THE COLLEGE THAT IS, AND THE COLLEGE THAT COULD BE

This last quarter, I took a watercolor class – a class I expected to be an easy “A” with little consideration to my visually artistic skills. 

As the Fall Term progressed, I continuously felt disappointed with each assignment. Abstract piece after abstract piece, then on to pieces I wasn’t interested in painting, then into studies on items I felt no connection to – it all just felt like work. 

Ironic, isn’t it? How art, a leisurely activity, turned into a subject I felt like doing only because I had to, for a letter that could determine whether or not I deserved to learn more. All this money spent on an education that’s required for me to get anywhere in the world that I’d like to be, and yet I keep coming back to the struggles that so many people have with it. 

 American education, as a whole, is low ranking  in terms of scoring and overall intelligence according to Pew Research Center, and with the way it’s going I don’t see it rising to any higher placement. It’s not even about finding passion, or getting to know yourself in a way that allows you to find a vocation that you could work in for the rest of your life. Again and again, I hear this sentiment that college is there to just throw as much work as possible in your face and see if you can adjust to it – see if you could adjust to living a life that expects to treat you this way, too. 

 If you are one of the few that can’t make it, that can’t take this unending wave of stress and complexity, it feels as though you’re guaranteed to be looked at as “lesser.” 
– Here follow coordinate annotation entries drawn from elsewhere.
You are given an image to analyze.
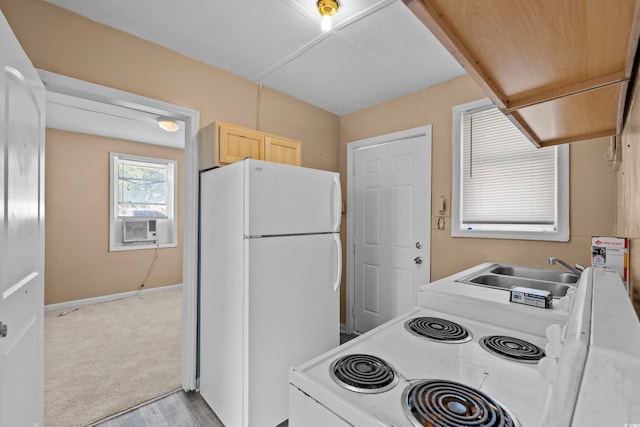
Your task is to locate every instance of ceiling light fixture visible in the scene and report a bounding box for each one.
[158,117,180,132]
[318,0,340,31]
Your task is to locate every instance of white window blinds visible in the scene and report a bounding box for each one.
[460,106,557,231]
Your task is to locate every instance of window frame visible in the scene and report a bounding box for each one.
[451,98,570,242]
[109,152,178,252]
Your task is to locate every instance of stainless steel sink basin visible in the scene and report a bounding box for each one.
[458,264,580,298]
[491,265,580,283]
[470,274,569,298]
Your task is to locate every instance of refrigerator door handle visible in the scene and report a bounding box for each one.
[333,233,342,292]
[333,174,342,231]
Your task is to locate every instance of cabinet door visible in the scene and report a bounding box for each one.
[219,123,264,163]
[264,135,302,166]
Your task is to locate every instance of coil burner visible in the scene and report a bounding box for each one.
[404,317,472,343]
[402,380,520,427]
[329,354,398,393]
[480,335,544,363]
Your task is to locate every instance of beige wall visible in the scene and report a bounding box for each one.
[0,0,339,304]
[616,72,640,316]
[45,129,184,304]
[0,0,624,321]
[340,76,616,280]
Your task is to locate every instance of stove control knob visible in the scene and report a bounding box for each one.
[544,341,562,357]
[538,357,558,384]
[545,323,562,341]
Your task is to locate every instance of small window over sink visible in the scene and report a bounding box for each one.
[451,99,569,241]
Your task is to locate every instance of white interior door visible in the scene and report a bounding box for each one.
[0,13,45,426]
[349,126,431,332]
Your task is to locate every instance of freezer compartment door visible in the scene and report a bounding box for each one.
[244,159,342,236]
[245,234,341,426]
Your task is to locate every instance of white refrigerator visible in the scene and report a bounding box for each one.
[199,159,342,427]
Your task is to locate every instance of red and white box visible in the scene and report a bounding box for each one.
[591,237,629,292]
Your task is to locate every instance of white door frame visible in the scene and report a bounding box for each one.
[345,125,431,334]
[38,70,200,390]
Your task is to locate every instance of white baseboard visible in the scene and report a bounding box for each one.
[44,283,182,311]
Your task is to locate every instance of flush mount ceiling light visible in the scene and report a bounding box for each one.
[158,117,180,132]
[318,0,340,31]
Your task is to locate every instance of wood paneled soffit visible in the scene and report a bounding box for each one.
[403,0,640,146]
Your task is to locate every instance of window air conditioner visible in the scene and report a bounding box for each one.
[122,218,158,243]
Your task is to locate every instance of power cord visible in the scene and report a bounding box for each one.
[140,240,160,289]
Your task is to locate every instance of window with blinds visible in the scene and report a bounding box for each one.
[452,100,569,241]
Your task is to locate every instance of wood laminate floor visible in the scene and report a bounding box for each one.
[91,334,355,427]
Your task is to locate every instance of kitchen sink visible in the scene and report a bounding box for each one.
[457,264,580,298]
[491,265,580,283]
[470,274,570,298]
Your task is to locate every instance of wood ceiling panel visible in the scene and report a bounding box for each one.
[512,83,623,146]
[403,0,640,146]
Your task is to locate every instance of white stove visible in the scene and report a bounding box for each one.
[289,308,549,427]
[289,268,640,427]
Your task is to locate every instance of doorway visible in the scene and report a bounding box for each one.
[38,70,199,390]
[346,125,431,333]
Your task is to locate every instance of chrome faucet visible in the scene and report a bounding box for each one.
[549,257,584,276]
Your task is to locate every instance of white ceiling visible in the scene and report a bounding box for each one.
[47,0,465,115]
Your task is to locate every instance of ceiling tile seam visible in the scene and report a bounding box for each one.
[250,0,398,83]
[336,33,422,94]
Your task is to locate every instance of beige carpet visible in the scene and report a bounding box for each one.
[44,289,182,427]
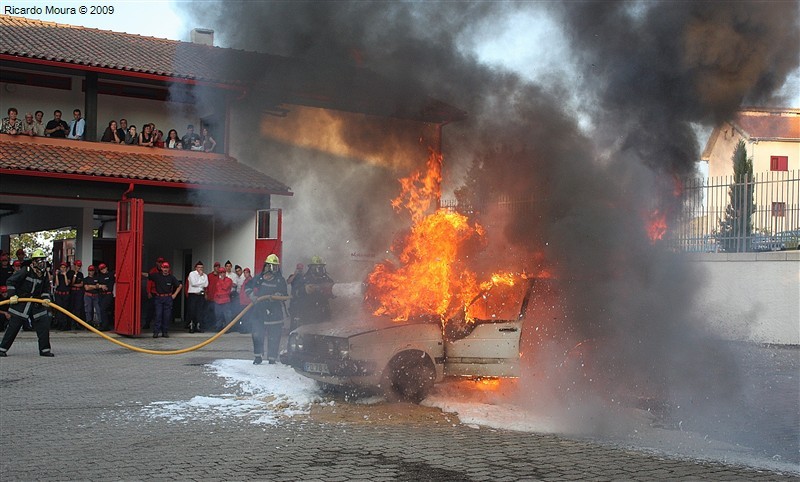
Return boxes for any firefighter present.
[301,256,334,324]
[0,249,55,357]
[250,254,289,365]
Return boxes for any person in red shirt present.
[209,267,233,331]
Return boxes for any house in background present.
[0,15,464,334]
[701,108,800,234]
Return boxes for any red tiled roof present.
[0,15,268,83]
[0,134,291,195]
[734,111,800,140]
[0,15,466,122]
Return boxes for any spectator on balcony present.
[33,110,44,137]
[125,126,139,146]
[0,107,22,136]
[164,129,183,149]
[44,109,69,139]
[150,122,164,148]
[117,119,128,142]
[20,112,36,137]
[139,124,153,147]
[100,120,125,144]
[67,109,86,141]
[181,124,200,149]
[200,127,217,152]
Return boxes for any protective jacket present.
[6,266,50,319]
[250,273,289,323]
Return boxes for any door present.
[444,279,534,377]
[444,321,522,377]
[253,209,283,276]
[114,198,144,335]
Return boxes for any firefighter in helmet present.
[0,249,54,357]
[245,254,289,365]
[302,256,334,324]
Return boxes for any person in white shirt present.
[186,261,208,333]
[67,109,86,141]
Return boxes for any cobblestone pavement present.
[0,333,797,481]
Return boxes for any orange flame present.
[647,209,667,243]
[366,152,514,322]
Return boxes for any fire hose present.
[0,295,292,355]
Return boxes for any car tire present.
[382,351,436,403]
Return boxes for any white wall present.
[207,210,255,274]
[691,251,800,345]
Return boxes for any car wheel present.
[384,352,436,403]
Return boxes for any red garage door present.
[114,198,144,335]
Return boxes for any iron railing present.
[439,171,800,253]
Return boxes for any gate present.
[253,209,283,276]
[114,196,144,335]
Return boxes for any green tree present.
[719,140,756,252]
[9,228,77,261]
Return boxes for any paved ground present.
[0,333,797,481]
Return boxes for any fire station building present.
[0,15,464,335]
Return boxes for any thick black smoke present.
[189,1,800,444]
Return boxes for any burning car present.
[281,279,533,402]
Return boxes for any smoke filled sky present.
[14,0,800,112]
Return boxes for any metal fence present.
[439,171,800,253]
[669,171,800,253]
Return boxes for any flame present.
[647,209,667,243]
[366,151,515,324]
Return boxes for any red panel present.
[253,209,283,276]
[114,198,144,335]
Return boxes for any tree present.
[719,140,756,252]
[9,228,77,260]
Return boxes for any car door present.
[444,321,522,377]
[444,279,535,377]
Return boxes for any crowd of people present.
[0,249,334,364]
[0,107,217,152]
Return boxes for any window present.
[769,156,789,171]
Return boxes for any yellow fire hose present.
[0,295,292,355]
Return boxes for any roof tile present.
[0,134,291,195]
[735,111,800,140]
[0,15,268,83]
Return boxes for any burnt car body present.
[281,280,533,402]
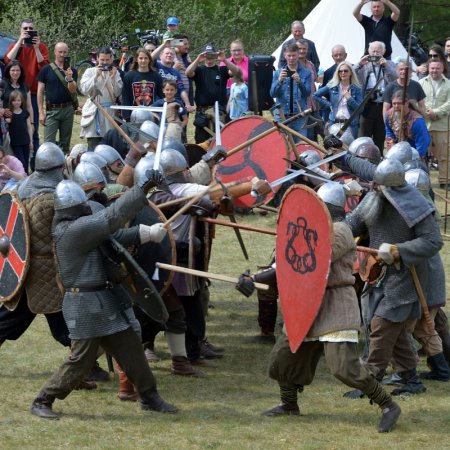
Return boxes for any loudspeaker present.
[248,55,275,114]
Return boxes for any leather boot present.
[30,392,59,420]
[391,369,427,395]
[170,356,206,378]
[141,390,178,413]
[116,363,139,402]
[420,353,450,381]
[378,399,402,433]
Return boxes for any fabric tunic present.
[307,222,361,338]
[53,186,147,339]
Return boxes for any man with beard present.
[263,183,401,432]
[345,159,443,398]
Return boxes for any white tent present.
[272,0,414,70]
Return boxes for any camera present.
[24,30,38,45]
[284,68,295,77]
[367,55,381,62]
[63,56,70,70]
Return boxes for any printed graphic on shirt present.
[133,80,155,106]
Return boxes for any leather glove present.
[139,222,167,244]
[323,134,344,150]
[139,169,164,194]
[235,270,255,297]
[378,242,396,264]
[189,197,217,216]
[251,177,272,197]
[125,143,147,168]
[202,145,227,167]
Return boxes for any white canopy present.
[272,0,414,70]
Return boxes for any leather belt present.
[65,281,112,293]
[45,102,72,111]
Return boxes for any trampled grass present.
[0,214,450,450]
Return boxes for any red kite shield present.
[217,116,289,208]
[0,191,30,302]
[276,184,333,353]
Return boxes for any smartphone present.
[367,55,381,62]
[63,56,70,70]
[24,30,38,45]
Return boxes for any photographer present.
[354,41,397,151]
[270,44,311,142]
[80,47,122,150]
[37,42,78,154]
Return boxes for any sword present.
[269,150,348,188]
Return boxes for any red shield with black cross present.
[276,184,333,353]
[0,191,30,302]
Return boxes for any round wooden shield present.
[212,116,289,208]
[185,144,206,167]
[131,202,177,295]
[0,191,30,302]
[275,184,333,353]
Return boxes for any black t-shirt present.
[383,80,426,104]
[38,64,78,104]
[122,70,163,118]
[8,109,30,146]
[2,80,30,108]
[361,14,397,58]
[192,65,230,107]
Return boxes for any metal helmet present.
[73,161,106,190]
[317,182,347,208]
[386,141,412,164]
[134,153,164,186]
[405,169,431,194]
[35,142,66,172]
[328,123,355,146]
[355,142,381,164]
[69,144,88,159]
[139,120,159,144]
[348,136,375,155]
[94,144,125,165]
[373,159,405,187]
[80,152,108,169]
[298,150,320,167]
[161,137,188,161]
[130,109,155,126]
[160,148,189,175]
[53,180,88,211]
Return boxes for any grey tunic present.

Sure, you can get a blue- collar job learning a trade and feeling your bones age faster than a politician, but the point is that for those that aren’t able-bodied or able-minded, college is meant to be more of a challenge than it could ever be to those who are. Instead of building a place designed to educate, college leaders have built a place designed to test and work. 

It’s always said, “If you get a job you like, you’ll never work a day in your life,” but for those like me who feel like a jack-of-all-trades, master of none, we’re feeling overwhelmed with possibilities. I don’t want to live a life where I’m known for just one job, and even if I was, I feel like money is a huge concern for the times coming soon which will eliminate even more of my passion. Regardless of whether or not I enjoy my career, money is the reason we all do these things, and I personally don’t want to live my life for money – but really have no choice. 
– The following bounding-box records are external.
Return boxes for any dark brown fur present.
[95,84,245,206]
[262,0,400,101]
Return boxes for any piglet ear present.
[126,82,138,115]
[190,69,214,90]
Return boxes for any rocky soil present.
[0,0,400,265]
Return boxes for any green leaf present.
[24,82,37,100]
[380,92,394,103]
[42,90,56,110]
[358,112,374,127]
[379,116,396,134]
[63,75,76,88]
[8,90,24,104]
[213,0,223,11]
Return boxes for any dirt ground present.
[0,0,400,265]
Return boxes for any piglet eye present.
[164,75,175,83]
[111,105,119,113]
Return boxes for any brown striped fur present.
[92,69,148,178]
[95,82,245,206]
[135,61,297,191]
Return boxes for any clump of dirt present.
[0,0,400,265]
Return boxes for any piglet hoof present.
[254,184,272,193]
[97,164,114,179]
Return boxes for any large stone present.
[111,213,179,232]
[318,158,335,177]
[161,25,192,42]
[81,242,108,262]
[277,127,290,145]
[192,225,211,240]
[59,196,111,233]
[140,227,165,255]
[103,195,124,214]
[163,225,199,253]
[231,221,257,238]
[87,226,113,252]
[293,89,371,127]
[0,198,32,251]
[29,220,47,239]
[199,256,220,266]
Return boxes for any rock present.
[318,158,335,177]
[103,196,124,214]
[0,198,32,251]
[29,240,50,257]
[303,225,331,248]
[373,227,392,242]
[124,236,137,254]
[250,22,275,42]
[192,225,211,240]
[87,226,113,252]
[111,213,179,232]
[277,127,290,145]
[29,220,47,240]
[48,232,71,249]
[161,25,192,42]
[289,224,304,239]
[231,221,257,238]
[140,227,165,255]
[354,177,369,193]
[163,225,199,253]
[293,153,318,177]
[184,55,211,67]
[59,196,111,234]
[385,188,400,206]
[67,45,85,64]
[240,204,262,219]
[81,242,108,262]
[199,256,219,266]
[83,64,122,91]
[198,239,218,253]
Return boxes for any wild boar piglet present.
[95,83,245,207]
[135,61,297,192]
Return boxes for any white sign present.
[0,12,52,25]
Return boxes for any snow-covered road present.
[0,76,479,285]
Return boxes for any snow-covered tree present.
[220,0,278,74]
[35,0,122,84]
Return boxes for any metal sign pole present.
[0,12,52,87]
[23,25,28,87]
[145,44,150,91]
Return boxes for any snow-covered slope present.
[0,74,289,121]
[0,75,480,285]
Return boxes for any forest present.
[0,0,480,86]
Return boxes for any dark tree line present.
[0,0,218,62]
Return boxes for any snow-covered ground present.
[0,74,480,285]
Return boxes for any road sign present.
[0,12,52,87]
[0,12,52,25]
As I see it, the problem with college assignments is that students half-ass everything because none of us have the time for dedicating our full energy to one project. I feel as though I personally wish I could dedicate as much time and energy as possible into a project, but don’t have either of those handy. It’s like the teachers assign you work as if you take only this one class, and for many of them that is the overall approach. While I can negotiate every little assignment to fit my needs to create a schedule that works for me, not only do I not have that option in every class, but also I don’t have the time to negotiate – so that just leaves me stressed and continuously working.  
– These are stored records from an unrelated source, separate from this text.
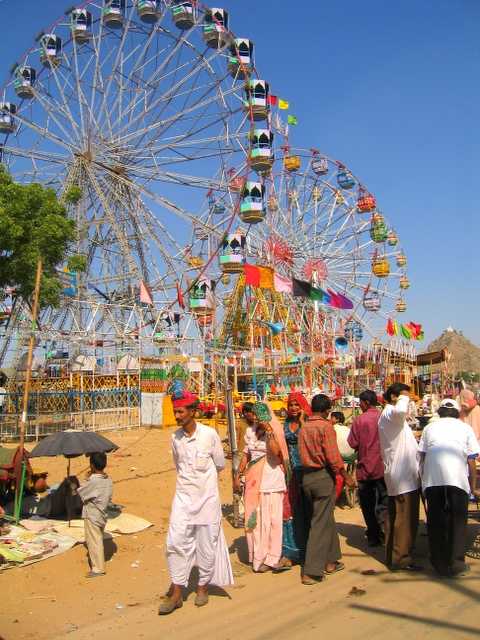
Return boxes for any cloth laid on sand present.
[0,513,153,570]
[0,526,77,570]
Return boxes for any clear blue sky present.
[0,0,480,343]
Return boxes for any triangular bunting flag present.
[243,264,260,287]
[273,273,292,293]
[292,278,312,298]
[140,280,153,304]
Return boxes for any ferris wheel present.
[189,145,410,345]
[0,0,265,360]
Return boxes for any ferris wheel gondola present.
[0,0,265,364]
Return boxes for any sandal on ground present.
[272,558,293,573]
[194,591,208,607]
[158,596,183,616]
[302,576,325,587]
[253,564,272,573]
[389,564,424,573]
[325,562,345,576]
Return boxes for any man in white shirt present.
[419,398,480,577]
[378,382,422,571]
[158,391,233,615]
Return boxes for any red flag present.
[177,282,185,309]
[409,322,422,338]
[335,293,353,309]
[387,318,395,336]
[327,289,343,309]
[140,280,153,304]
[243,264,260,287]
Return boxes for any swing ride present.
[0,0,421,432]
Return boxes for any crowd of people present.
[155,383,480,615]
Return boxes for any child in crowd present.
[330,411,355,500]
[78,453,112,578]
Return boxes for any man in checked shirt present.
[298,394,355,585]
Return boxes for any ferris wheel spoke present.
[13,115,71,152]
[105,6,172,123]
[44,65,80,143]
[97,3,135,129]
[85,164,140,280]
[113,42,232,142]
[23,89,78,145]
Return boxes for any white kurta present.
[378,395,420,496]
[167,422,233,586]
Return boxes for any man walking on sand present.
[298,394,355,585]
[158,391,233,615]
[378,382,422,571]
[348,389,388,547]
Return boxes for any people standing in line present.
[458,389,480,440]
[235,402,257,452]
[348,389,388,547]
[76,453,113,578]
[298,394,355,585]
[378,382,422,571]
[158,391,233,615]
[275,391,312,572]
[330,411,355,502]
[235,402,288,573]
[419,398,480,578]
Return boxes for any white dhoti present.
[167,521,233,587]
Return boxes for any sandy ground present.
[0,430,480,640]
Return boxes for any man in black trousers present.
[348,389,388,547]
[419,398,480,578]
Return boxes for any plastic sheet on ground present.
[0,526,77,570]
[0,513,152,570]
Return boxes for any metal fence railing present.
[0,406,140,442]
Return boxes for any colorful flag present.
[88,284,110,302]
[310,285,330,304]
[60,269,78,298]
[258,267,273,289]
[273,273,292,293]
[272,113,288,136]
[177,282,185,309]
[140,280,153,304]
[327,289,343,309]
[400,324,412,340]
[292,278,312,298]
[243,264,260,287]
[387,318,395,337]
[335,293,353,309]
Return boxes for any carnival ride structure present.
[0,0,420,430]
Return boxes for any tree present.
[0,167,75,307]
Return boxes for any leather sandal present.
[302,576,325,587]
[158,596,183,616]
[194,591,208,607]
[325,561,345,576]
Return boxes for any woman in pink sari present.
[458,389,480,442]
[236,402,289,573]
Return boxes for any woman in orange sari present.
[276,391,312,572]
[235,402,289,573]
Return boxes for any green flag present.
[309,286,325,302]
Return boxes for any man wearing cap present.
[158,391,233,615]
[419,398,480,578]
[378,382,422,571]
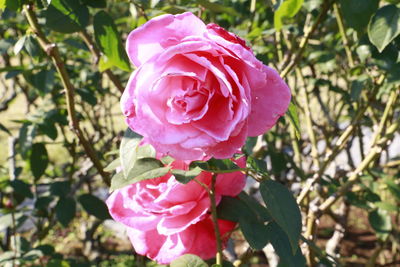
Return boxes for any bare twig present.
[24,5,110,185]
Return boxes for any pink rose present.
[106,157,245,264]
[121,12,290,160]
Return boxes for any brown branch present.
[79,30,124,93]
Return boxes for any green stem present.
[208,174,222,266]
[281,1,333,78]
[24,5,110,185]
[333,3,354,68]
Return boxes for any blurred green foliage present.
[0,0,400,267]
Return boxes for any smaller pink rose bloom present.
[106,157,246,264]
[121,12,290,160]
We treat this all as if it were normal, but wouldn’t you want to have a college education that wasn’t there to hold you hostage to a grade? Wouldn’t you like to spend your twenties actually living, instead of working? What if there was a way to value education not off of testing and grading, but rather the lessons we learn: Wouldn’t that be more beneficial to students? I know that this is entirely hypothetical currently, but I think in the minds of every student lies a desire for change from the old ways of teaching that centers more around actual education rather than a letter grade.  

In this same watercolor class, I was having an awful day where I was dealing with some intense upper back pain that has been plaguing me for months. So I asked if there was a nurse on the MHCC campus I could go to, and instead the only thing that was offered were the campus security guards who proceeded to interrogate me over fears of me having COVID. After this conversation, I proceeded to get text messages from these guards after class, along with them attempting to call me, trying to offer me alternatives to what would’ve actually helped – a school nurse. 

 Situations like this make me so tired of attending a school that’s willing to put more money into sports or security than actual helpful tools that the students would desire – and yet all we get are surveys that only might improve the lives of students, on- and off- campus. 

In the life we students live, a great majority of us don’t get to choose what we would like to happen, and rather feel the effects of every painful decision made, from the U.S. presidents to the mayors to our teachers. We sit and wallow in them. 

When will we all get to choose our lives?